[meteorite-list] Study Questions Dates for Cataclysms on Early Moon, Earth

Ron Baalke baalke at zagami.jpl.nasa.gov
Thu Nov 5 15:39:05 EST 2015



http://news.wisc.edu/24103

Study questions dates for cataclysms on early moon, Earth
by David Tenenbaum
University of Wisconsin
October 16, 2015

Phenomenally durable crystals called zircons are used to date some of 
the earliest and most dramatic cataclysms of the solar system. One is 
the super-duty collision that ejected material from Earth to form the 
moon roughly 50 million years after Earth formed. Another is the late 
heavy bombardment, a wave of impacts that may have created hellish surface 
conditions on the young Earth, about 4 billion years ago.

Both events are widely accepted but unproven, so geoscientists are eager 
for more details and better dates. Many of those dates come from zircons 
retrieved from the moon during NASA's Apollo voyages in the 1970s.

A study of zircons from a gigantic meteorite impact in South Africa, now 
online in the journal Geology, casts doubt on the methods used to date 
lunar impacts. The critical problem, says lead author Aaron Cavosie, a 
visiting professor of geoscience and member of the NASA Astrobiology Institute 
at the University of Wisconsin-Madison, is the fact that lunar zircons 
are "ex situ," meaning removed from the rock in which they formed, which 
deprives geoscientists of corroborating evidence of impact.

"While zircon is one of the best isotopic clocks for dating many geological 
processes," Cavosie says, "our results show that it is very challenging 
to use ex situ zircon to date a large impact of known age."

Although many of their zircons show evidence of shock, "once separated 
from host rocks, ex situ shocked zircons lose critical contextual information," 
Cavosie says.

The "clock" in a zircon occurs as lead isotopes accumulate during radioactive 
decay of uranium. With precise measurements of isotopes scientists can 
calculate, based on the half life of uranium, how long lead has been accumulating.

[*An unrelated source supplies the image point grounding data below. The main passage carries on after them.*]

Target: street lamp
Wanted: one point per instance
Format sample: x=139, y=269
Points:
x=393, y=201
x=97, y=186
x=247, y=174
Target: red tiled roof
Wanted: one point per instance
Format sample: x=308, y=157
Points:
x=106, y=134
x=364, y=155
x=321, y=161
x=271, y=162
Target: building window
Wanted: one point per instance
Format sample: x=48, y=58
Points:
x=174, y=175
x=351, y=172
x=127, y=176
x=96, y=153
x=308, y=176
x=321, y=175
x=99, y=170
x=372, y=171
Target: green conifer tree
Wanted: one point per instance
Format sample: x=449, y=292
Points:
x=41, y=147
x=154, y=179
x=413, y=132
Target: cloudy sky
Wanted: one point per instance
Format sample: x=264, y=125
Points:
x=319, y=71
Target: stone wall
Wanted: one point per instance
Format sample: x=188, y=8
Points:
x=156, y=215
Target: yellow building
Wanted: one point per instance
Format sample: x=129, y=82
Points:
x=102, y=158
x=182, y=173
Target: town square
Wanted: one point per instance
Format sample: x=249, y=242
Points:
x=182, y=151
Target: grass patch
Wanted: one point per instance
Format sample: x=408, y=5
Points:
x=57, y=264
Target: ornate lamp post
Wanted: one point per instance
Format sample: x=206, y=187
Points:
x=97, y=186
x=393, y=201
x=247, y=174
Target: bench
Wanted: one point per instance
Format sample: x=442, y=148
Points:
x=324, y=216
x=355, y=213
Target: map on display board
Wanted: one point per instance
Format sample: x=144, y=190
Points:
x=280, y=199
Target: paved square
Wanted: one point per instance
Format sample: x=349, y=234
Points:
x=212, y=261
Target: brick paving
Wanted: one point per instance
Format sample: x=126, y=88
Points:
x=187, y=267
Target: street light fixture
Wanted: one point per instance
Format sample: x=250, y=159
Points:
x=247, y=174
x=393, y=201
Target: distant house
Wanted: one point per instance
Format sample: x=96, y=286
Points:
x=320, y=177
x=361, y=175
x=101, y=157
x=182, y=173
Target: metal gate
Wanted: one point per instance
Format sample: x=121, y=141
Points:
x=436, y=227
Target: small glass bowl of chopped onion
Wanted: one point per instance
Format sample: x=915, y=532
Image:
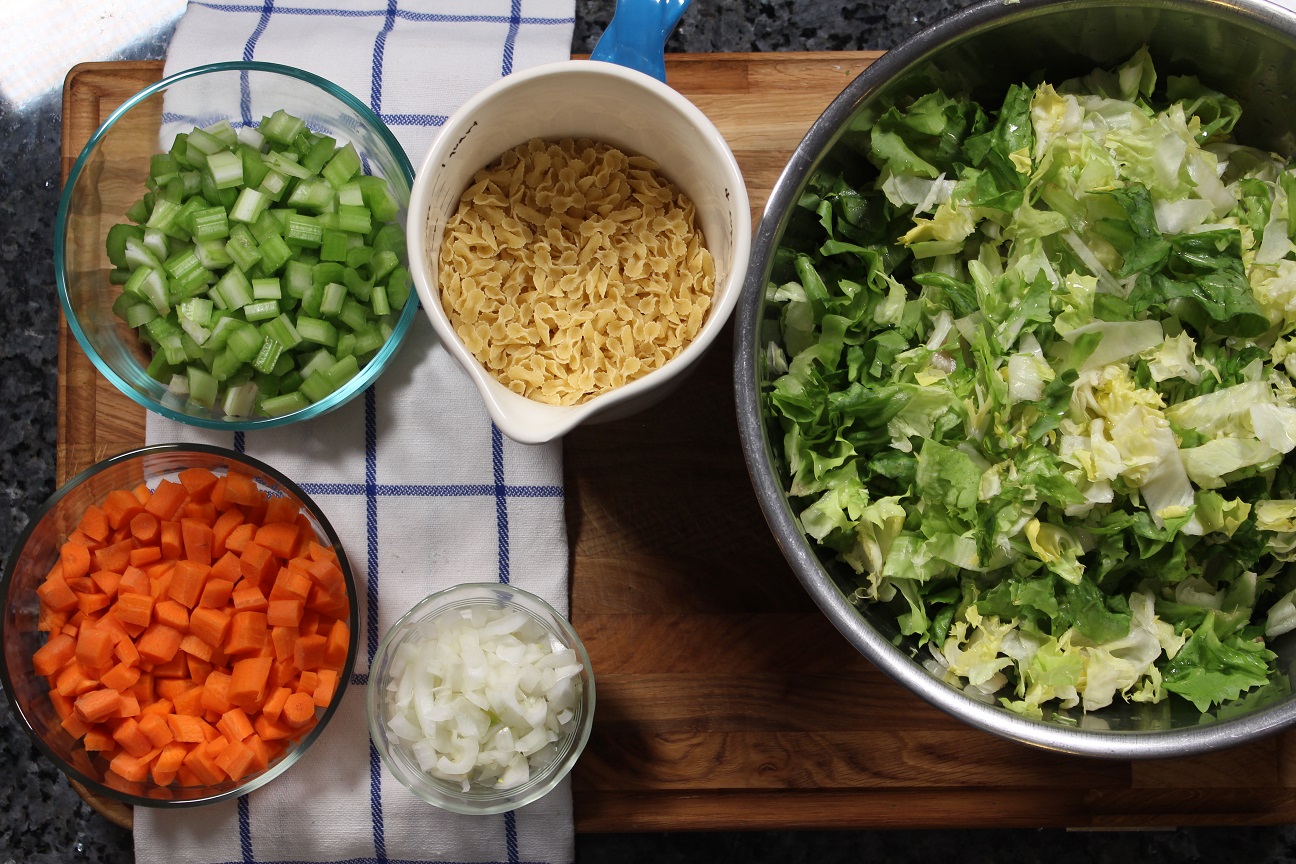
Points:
x=481, y=698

If all lead was driven off during asteroid impact, the clock was reset, 
and the amount of accumulated lead should record exactly how long ago 
the impact occurred.

Studies of lunar zircons have followed this procedure to produce dates 
from 4.3 billion to 3.9 billion years ago for the late heavy bombardment.

To evaluate the assumption of clock-resetting by impact, Cavosie and colleagues 
gathered zircons near Earth's largest impact, located in South Africa 
and known to have occurred 2 billion years ago. The Vredefort impact structure 
is deeply eroded, and approximately 90 kilometers across, says Cavosie, 
who is also in the Department of Applied Geology at Curtin University 
in Perth, Australia. "The original size, estimated at 300 kilometers diameter, 
is modeled to result from an impactor 14 kilometers in diameter," he says.

The researchers searched for features within the zircons that are considered 
evidence of impact, and concluded that most of the ages reflect when the 
zircons formed in magma. The zircons from South Africa are "out of place 
grains that contain definitive evidence of shock deformation from the 
Vredefort impact," Cavosie says. "However, most of the shocked grains 
do not record the age of the impact but rather the age of the rocks they 
formed in, which are about 1 billion years older."

The story is different on Earth, says zircon expert John Valley, a professor 
of geoscience at UW-Madison. "Most zircons on Earth are found in granite, 
and they formed in the same process that formed the granite. This has 
led people to assume that all the zircons were reset by impact, so the 
ages they get from the Moon are impact ages. Aaron is saying to know that, 
you have to apply strict criteria, and that's not what people have been 
doing."

The accuracy of zircon dating affects our view of Earth's early history. 
The poorly understood late heavy bombardment, for example, likely influenced 
when life arose, so dating the bombardment topped a priority list of the 
National Academy of Sciences for lunar studies. Did the giant craters 
on the moon form during a brief wave or a steady rain of impacts? "It 
would be nice to know which," Valley says.

"The question of what resets the zircon clock has always been very complicated. 
For a long time people have been saying if zircon is really involved in 
a major impact shock, its age will be reset, so you can date the impact. 
Aaron has been saying, 'Yes, sometimes, but often what people see as a 
reset age may not really be reset.' Zircons are the gift that keep on 
giving, and this will not change that, but we need to be a lot more careful 
in analyzing what that gift is telling us."